2.5. Land Cover Classification and Change Detection
Changes in land cover from 1985 to 2017 were analyzed using a random forest (RF) algorithm. The accuracy of random forest has been generally affirmed in various fields, but it has not been used much in ecology . Random forest is a classification that involves a combination of trees organized so that independent identical trees circulate random vectors and each tree casts a vote for similar trees in the same group . Random forest also aids in learning complex nonlinear connections, such as those in various forest systems, and the connection of overstory to forest vegetation . Textural information can give more knowledge to a random forest classifier by separating vegetation with similar spectral information . Bagging seems to enhance accuracy and estimates the error rate of the trees when random features are used  and gives the importance of each tree in the classification. Accuracy and error rates are predicted for each tree using the bag predictions as well as the mean of all samples . To extract the noise from image classification, we used a 9 × 9 majority cell filter for the different classes, and thereafter we mosaicked all the image tiles by finding the best position . Following that, we used a nearest-neighbor method to restore pixels that had no data and performed an accuracy assessment to see if the image classification was a clear representation of Uyo land use. In order to reduce errors in land cover classification resulting from reflectance differences in the dry and rainy seasons , land cover classification was based on only rainy season Landsat images. Rainy season images have the advantage of showing crop cultivation and healthy vegetation . The total accuracy of the land cover classification was evaluated using a confusion matrix to measure the similarity compared to 2017 classification results (Figure 2) and the field data. For individual land cover types, a confusion matrix was created and the total accuracy, user and producer accuracy, and kappa statistic were calculated for every class type [19,37]. The total accuracy was determined by dividing the number of classified elements by the number of pixels added in the assessment levels . The kappa statistic is another way of assessing classification accuracy by subtracting the effect of random accuracy and measures whether a classification is better than a random classification .
2.6. Time Series Analysis
The Break For Additive Seasonal and Trend (BFAST) algorithm integrates the dissolution of time series into seasonal trends and remainder components in a way that can detect seasonal and abrupt changes within the trend. BFAST examines and provides functionality to detect a disturbance in real time and models it. The BFAST approach is very flexible and can detect missing data without interpolation . Moreover, it has different models that can be used to fit the time series data and detect structural changes . A total of 281 Landsat images were stacked in BFASTMONITOR; similarly, we also extracted the normalized difference vegetation index (NDVI) time series data from 1985 to 2013 (Figure 3) and created a map of changes that occurred in Uyo with time using the BFAST algorithm.

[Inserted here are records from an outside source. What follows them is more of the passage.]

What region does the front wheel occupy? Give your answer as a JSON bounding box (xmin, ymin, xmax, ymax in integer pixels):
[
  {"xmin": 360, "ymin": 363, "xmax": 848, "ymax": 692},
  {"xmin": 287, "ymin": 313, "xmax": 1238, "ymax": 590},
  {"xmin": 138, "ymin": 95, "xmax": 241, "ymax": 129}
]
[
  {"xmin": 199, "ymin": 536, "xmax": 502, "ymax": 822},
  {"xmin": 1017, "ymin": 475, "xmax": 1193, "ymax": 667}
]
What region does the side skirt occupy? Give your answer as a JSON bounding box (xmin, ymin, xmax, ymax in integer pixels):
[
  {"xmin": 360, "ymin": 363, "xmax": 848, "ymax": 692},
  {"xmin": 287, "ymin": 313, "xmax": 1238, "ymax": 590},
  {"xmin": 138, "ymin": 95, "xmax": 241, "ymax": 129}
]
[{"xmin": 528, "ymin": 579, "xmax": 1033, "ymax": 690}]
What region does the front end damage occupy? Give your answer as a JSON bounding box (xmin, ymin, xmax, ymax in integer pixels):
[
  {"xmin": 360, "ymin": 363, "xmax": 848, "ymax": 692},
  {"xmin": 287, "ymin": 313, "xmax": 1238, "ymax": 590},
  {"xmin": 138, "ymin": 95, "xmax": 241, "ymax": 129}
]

3.1. Changes in Land Cover Patterns
To assess the quality of land cover classification, we used an internal out-of-bag random forest accuracy assessment method. Field and satellite data showed that the total accuracy of land cover change using a confusion matrix was 90% with a kappa statistic of 0.73 in 1986, 93% with a kappa statistic of 0.79 in 2003, and 95% with a kappa statistic of 0.83 in 2017 (Table 2). Land use and land cover types vary in Uyo; Figure 2 shows there was a trend of massive increase of built-up areas over the past 32 years. Table 3 shows there was a huge decline from 1986 to 2017 in forest area, from 414.94 to 219.41 km2; swamp vegetation, from 48.94 to 18.31 km2; and mixed vegetation, from 48.94 to 29.53 km2. Changes in the built-up area grew from built-up land alone in 1986 to dense built-up, sparse built-up, and borrow pit in 2003, which have continued to grow. In 1986, built-up land had an area of 24.85 km2; it increased to 15.75 km2 dense built-up, 154.25 km2 sparse built-up, and 4.85 km2 borrow pit in 2003, and to 26.42 km2 dense built-up, 251.51 km2 sparse built-up, and 9.79 km2 borrow pit in 2017. The total change in built-up area increased to 287.72 km2 in 2017. This shows a significant increase in the built-up area with an average change of 8.98 km2 per year, which means built-up land keeps changing every year due to the continuous increase in economic activity in the area.
3.2. NDVI Trends in Uyo
NDVI time series (Figure 3) show that from 1985 to 1990, the changes in vegetation in Uyo occurred at a slower rate until 2000 and beyond, when the vegetation (forest, swamp vegetation, mixed vegetation) started decreasing rapidly without increasing any time of the year, while the cropland went up and down because of its seasonal variation (Figure 4). Applying BFAST to the NDVI time series for urban growth generated over time shows significant changes in the time trend component. The changes were detected by creating a loop and extracting the average pixels in the NDVI data of the study area (Figure 4). This also shows the yearly trend (Yt) of vegetation (forest, swamp vegetation, mixed vegetation) in Uyo, which indicates that it keeps decreasing without recovering in any year, and the time trend (Tt) shows a continuous trend of decreased vegetation in Uyo due to a continuous increase in built-up area, while the seasonal trend (St) shows changes in cropland continuing at a normal rate.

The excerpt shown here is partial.